Dear Anonymous

Dear Anonymous,

I don't know you (I hope) and I am not sure what brought you to my post or why you felt compelled to comment with the tone that you did. I am guessing that your comment:

That is just really sad... thinking you don't need anymore anyways!
on 1/5/13

is an inference that I am not a good mother because I don't desire having any more children.

Like I said, I don't know anything about you. You may have been having a bad day, you may have just caught my blog right after getting a negative result on yet another pregnancy test and you can't fathom that someone would not want to have another baby when you have been trying SO hard to just get pregnant in the first place.

I understand, I have been there.

You see, while I don't know anything about you, you also seem to know the very little that you read in that one post. Let me share a little bit of my story with you.

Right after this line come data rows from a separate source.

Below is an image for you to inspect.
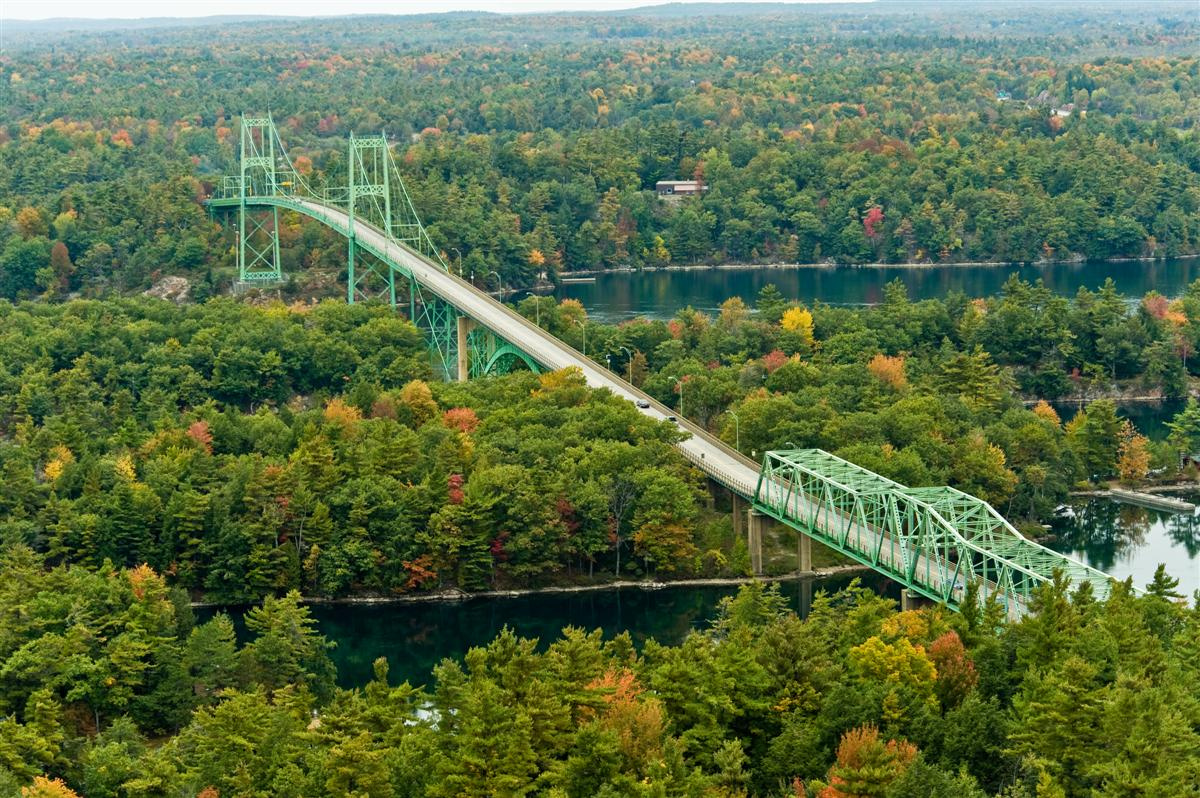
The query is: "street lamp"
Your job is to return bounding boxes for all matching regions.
[450,247,463,278]
[667,375,684,417]
[728,410,740,452]
[618,345,633,383]
[486,269,504,301]
[570,317,586,356]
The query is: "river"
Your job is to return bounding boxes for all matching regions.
[558,257,1200,322]
[209,483,1199,689]
[205,571,890,688]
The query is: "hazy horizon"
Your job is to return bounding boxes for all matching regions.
[4,0,872,22]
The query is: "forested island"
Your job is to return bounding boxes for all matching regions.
[2,1,1200,796]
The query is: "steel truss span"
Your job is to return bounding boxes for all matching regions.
[753,449,1121,618]
[207,115,1126,617]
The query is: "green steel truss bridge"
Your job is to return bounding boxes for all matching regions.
[207,116,1123,618]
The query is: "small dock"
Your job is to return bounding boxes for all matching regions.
[1108,489,1196,514]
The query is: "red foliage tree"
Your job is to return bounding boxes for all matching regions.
[447,473,465,505]
[762,349,789,373]
[863,206,885,239]
[928,630,978,709]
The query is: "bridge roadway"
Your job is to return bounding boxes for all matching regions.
[270,199,1015,611]
[293,198,762,491]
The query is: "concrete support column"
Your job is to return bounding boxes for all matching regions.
[747,509,766,576]
[456,316,476,382]
[900,588,930,613]
[798,530,812,573]
[732,494,744,540]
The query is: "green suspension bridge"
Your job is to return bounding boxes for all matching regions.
[207,116,1124,618]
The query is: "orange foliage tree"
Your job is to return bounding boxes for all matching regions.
[867,354,907,391]
[819,725,917,798]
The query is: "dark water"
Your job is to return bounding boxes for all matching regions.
[1049,495,1200,597]
[560,258,1200,322]
[315,571,900,687]
[203,572,893,689]
[1051,399,1185,441]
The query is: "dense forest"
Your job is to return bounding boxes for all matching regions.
[0,299,740,602]
[3,3,1200,796]
[2,2,1199,296]
[0,561,1196,797]
[3,277,1200,605]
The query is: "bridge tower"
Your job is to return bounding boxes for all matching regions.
[235,116,295,284]
[212,116,542,383]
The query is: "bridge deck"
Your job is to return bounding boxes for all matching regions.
[216,194,766,492]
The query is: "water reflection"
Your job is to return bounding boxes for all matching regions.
[1049,497,1200,595]
[1051,399,1185,442]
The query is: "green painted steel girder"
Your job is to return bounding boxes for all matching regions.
[752,448,1125,617]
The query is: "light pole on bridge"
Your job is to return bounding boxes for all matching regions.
[618,345,633,383]
[570,317,586,356]
[486,269,504,302]
[667,375,685,417]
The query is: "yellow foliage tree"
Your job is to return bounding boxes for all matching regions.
[21,777,81,798]
[1031,399,1061,426]
[718,296,749,328]
[534,367,589,406]
[558,298,588,327]
[848,636,939,720]
[323,397,363,430]
[114,454,137,482]
[398,380,439,427]
[781,306,815,346]
[44,445,74,483]
[1117,421,1151,485]
[15,206,46,239]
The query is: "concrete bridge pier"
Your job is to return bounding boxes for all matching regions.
[747,508,767,575]
[798,528,812,573]
[456,316,476,381]
[900,588,933,612]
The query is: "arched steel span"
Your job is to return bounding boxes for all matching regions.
[207,115,1126,617]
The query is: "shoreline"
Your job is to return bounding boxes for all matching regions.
[189,564,869,609]
[557,252,1200,278]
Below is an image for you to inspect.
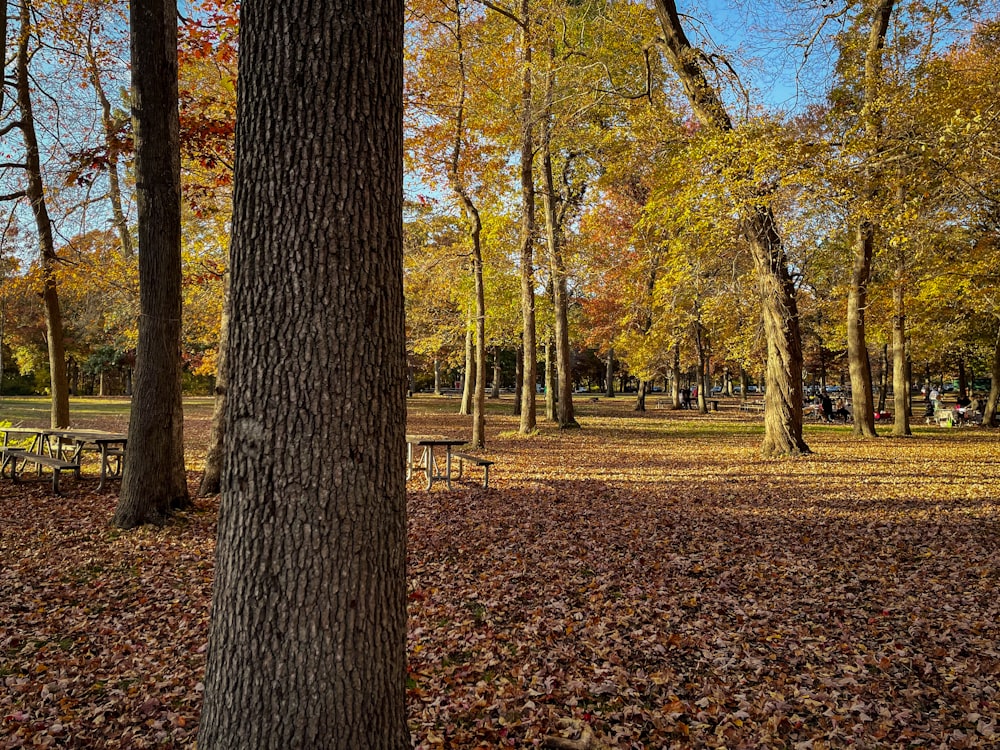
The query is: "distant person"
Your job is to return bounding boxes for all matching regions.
[821,393,834,422]
[929,386,941,411]
[834,397,850,422]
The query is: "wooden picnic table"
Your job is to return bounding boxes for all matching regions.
[406,434,465,490]
[0,426,127,491]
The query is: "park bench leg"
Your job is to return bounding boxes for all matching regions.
[482,464,489,488]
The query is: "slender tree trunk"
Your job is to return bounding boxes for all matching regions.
[444,2,485,447]
[892,259,910,435]
[848,0,894,439]
[459,324,474,415]
[113,0,188,527]
[540,62,577,429]
[671,345,681,408]
[958,357,968,399]
[517,0,536,433]
[198,0,409,745]
[544,339,556,421]
[15,0,70,429]
[512,342,523,417]
[694,322,707,414]
[847,224,877,436]
[490,348,501,399]
[433,358,441,395]
[199,271,230,496]
[740,367,749,402]
[85,30,133,258]
[984,323,1000,428]
[653,0,807,457]
[605,348,615,398]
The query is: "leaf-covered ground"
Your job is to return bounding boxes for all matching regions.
[3,397,999,748]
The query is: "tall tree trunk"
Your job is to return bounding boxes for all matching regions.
[848,0,894,439]
[984,322,1000,428]
[892,255,910,435]
[199,271,230,496]
[517,0,536,434]
[605,347,615,398]
[85,29,133,258]
[113,0,189,527]
[958,357,968,399]
[15,0,70,429]
[433,358,441,395]
[847,222,878,436]
[694,322,708,414]
[653,0,807,457]
[540,57,578,429]
[459,324,474,415]
[444,1,485,447]
[198,0,409,746]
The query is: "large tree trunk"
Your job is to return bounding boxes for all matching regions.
[517,0,537,434]
[199,271,230,496]
[15,0,70,429]
[198,0,409,746]
[653,0,807,457]
[113,0,188,527]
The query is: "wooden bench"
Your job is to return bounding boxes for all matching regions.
[739,401,765,413]
[451,452,494,488]
[6,450,80,493]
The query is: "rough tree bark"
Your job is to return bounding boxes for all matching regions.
[544,339,556,421]
[197,0,409,747]
[112,0,189,528]
[491,348,501,399]
[15,0,70,428]
[652,0,807,456]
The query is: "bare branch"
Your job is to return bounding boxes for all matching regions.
[0,191,27,202]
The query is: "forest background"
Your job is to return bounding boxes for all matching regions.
[2,0,1000,442]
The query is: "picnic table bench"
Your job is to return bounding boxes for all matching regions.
[1,448,80,493]
[451,452,494,488]
[739,400,765,413]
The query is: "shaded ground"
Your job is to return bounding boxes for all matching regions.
[2,396,998,747]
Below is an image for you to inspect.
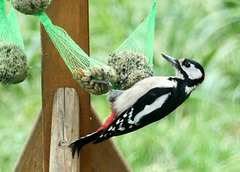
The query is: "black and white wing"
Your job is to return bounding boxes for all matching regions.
[93,87,173,143]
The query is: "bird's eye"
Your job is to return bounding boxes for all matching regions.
[184,62,191,68]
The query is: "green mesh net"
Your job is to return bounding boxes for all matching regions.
[0,0,25,50]
[112,1,156,66]
[108,1,156,90]
[0,0,28,85]
[36,1,156,94]
[37,12,115,95]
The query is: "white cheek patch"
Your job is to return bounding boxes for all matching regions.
[182,65,202,80]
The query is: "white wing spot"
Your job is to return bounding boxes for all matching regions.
[108,126,113,131]
[129,125,133,129]
[128,109,134,124]
[118,126,125,131]
[123,114,127,118]
[128,119,134,124]
[116,119,120,124]
[128,109,133,119]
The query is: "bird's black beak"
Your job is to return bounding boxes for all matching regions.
[161,54,180,69]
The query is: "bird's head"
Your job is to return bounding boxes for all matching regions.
[161,54,205,88]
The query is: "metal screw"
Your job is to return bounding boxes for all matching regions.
[58,140,67,148]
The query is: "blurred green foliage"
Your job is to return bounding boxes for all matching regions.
[0,0,240,171]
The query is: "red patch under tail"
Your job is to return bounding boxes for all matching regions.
[97,104,117,131]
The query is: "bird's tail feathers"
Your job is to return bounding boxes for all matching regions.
[68,130,102,158]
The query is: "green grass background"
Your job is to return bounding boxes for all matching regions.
[0,0,240,171]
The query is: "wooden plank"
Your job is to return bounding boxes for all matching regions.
[13,111,43,172]
[13,106,132,172]
[41,0,91,171]
[91,106,132,172]
[13,105,132,172]
[49,88,80,172]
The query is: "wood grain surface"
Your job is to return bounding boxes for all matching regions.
[41,0,91,171]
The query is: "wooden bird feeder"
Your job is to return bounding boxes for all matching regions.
[12,0,132,171]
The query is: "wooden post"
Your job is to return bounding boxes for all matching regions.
[13,0,132,171]
[49,88,80,171]
[41,0,91,171]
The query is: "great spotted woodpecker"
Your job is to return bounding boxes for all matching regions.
[69,54,205,158]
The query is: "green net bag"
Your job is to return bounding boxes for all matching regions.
[36,1,156,94]
[108,1,156,90]
[37,12,115,95]
[0,0,28,84]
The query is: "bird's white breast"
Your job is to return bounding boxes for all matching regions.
[113,77,177,115]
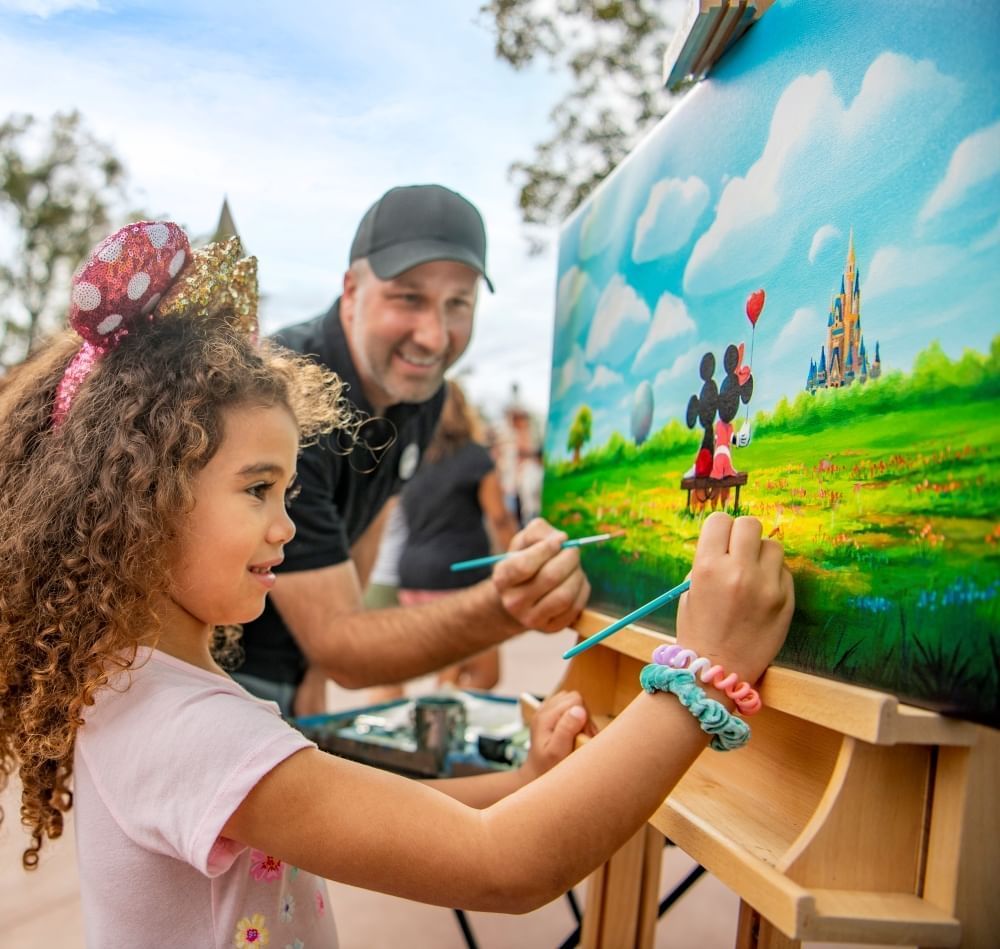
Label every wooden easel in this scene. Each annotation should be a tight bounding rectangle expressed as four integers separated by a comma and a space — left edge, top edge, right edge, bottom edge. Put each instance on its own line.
557, 611, 998, 948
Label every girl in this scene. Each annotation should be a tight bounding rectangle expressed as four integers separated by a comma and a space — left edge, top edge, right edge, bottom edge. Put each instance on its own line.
0, 222, 794, 948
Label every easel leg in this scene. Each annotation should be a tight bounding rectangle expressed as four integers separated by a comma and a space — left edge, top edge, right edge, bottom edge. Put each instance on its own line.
581, 825, 661, 949
735, 901, 800, 948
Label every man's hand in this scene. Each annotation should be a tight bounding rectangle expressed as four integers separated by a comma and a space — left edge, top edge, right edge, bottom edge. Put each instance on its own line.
491, 518, 591, 632
520, 689, 591, 781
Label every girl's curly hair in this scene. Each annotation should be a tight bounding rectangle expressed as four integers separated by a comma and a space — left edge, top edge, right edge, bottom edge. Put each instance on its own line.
0, 317, 347, 869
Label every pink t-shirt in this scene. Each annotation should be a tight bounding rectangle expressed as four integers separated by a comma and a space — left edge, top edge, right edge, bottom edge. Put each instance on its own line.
73, 648, 340, 948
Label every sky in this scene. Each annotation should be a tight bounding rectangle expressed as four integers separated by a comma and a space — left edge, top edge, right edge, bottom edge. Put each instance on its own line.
0, 0, 572, 418
545, 0, 1000, 460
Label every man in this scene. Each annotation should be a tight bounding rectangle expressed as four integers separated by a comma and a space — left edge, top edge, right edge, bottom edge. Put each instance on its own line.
235, 184, 590, 715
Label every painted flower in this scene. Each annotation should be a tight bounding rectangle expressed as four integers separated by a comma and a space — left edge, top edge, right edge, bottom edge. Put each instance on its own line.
234, 913, 270, 946
279, 892, 295, 924
250, 849, 284, 882
314, 888, 326, 917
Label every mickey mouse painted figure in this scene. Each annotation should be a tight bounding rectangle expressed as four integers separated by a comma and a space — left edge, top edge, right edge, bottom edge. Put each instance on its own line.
683, 343, 753, 511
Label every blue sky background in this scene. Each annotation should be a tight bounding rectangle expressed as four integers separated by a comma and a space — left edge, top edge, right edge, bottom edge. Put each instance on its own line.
0, 0, 580, 415
546, 0, 1000, 460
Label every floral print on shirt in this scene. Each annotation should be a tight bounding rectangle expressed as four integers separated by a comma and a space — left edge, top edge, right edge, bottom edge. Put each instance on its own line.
249, 849, 284, 882
279, 892, 295, 924
234, 913, 270, 946
314, 888, 326, 917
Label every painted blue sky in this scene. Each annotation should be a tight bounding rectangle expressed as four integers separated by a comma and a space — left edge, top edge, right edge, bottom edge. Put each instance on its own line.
546, 0, 1000, 461
0, 0, 578, 415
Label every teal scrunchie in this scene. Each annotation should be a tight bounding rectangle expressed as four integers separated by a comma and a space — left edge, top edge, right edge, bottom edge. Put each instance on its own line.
639, 664, 751, 752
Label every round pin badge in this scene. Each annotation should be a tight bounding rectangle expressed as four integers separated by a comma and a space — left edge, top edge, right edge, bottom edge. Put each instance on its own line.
398, 442, 420, 480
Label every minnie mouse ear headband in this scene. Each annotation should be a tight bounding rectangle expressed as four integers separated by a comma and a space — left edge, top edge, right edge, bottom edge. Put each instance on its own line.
52, 221, 258, 426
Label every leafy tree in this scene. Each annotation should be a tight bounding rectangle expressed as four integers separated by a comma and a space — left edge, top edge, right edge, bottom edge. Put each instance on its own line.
480, 0, 678, 248
0, 111, 132, 368
567, 403, 593, 463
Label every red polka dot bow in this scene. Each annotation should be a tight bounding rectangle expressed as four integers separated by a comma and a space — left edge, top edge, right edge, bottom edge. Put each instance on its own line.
52, 221, 258, 426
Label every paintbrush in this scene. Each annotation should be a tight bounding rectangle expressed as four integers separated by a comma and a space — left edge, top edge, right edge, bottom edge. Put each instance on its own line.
562, 577, 691, 659
450, 530, 626, 572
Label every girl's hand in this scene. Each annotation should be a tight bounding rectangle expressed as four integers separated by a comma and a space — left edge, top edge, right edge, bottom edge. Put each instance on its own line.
519, 689, 591, 782
676, 512, 794, 686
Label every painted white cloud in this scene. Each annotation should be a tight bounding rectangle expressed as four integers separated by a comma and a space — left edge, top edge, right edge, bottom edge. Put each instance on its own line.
578, 191, 618, 260
632, 291, 696, 373
554, 343, 590, 399
808, 224, 841, 263
653, 344, 703, 390
773, 306, 821, 357
584, 273, 651, 367
864, 242, 966, 301
972, 217, 1000, 253
684, 52, 961, 296
588, 365, 624, 391
632, 176, 710, 263
555, 265, 593, 331
919, 119, 1000, 224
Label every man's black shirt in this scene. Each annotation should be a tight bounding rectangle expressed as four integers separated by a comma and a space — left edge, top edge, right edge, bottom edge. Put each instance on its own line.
237, 299, 445, 686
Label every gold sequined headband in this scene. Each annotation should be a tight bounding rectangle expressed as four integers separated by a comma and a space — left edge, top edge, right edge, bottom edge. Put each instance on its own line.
53, 222, 259, 426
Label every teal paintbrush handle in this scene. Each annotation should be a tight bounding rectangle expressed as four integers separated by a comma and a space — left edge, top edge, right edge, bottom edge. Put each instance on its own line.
562, 578, 691, 659
449, 552, 509, 572
451, 532, 617, 572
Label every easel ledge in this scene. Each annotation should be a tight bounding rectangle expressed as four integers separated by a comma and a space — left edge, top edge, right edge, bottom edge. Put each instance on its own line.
557, 610, 998, 948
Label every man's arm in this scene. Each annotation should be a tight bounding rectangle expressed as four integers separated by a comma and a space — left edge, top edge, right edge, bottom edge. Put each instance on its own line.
270, 518, 590, 690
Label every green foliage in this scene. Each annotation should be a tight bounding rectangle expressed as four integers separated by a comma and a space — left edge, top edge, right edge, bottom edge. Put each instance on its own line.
0, 111, 136, 367
567, 403, 593, 460
479, 0, 678, 249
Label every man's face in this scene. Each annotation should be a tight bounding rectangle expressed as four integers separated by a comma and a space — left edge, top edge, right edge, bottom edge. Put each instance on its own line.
341, 259, 478, 411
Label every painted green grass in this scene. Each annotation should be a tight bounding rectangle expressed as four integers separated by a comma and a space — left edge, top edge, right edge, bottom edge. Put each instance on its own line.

My entire life, I have been in training to be a mother. I just knew that I would have a gaggle of kids, everyone knew it. I babysat from the age of 13, I wanted to be a teacher. I was good with kids and they loved me. There was nothing more important to me in the world than eventually being the mother that I knew that I was born to be.

When I got pregnant the very first time, I was not really ecstatic about it. I was 19, the guy that I was with (now the Hubs) was 16. I was in college and he was still in high school. As much as I feared that my life was over, I knew that I would be a good mother, that I would take responsibility for our actions, that I would do everything that I needed to do for this child because that is the type of person that I was. When I miscarried that baby at 8 and half weeks, I mourned. While relieved that I could move on with my life, my heart, my spirit was broken for the very first time.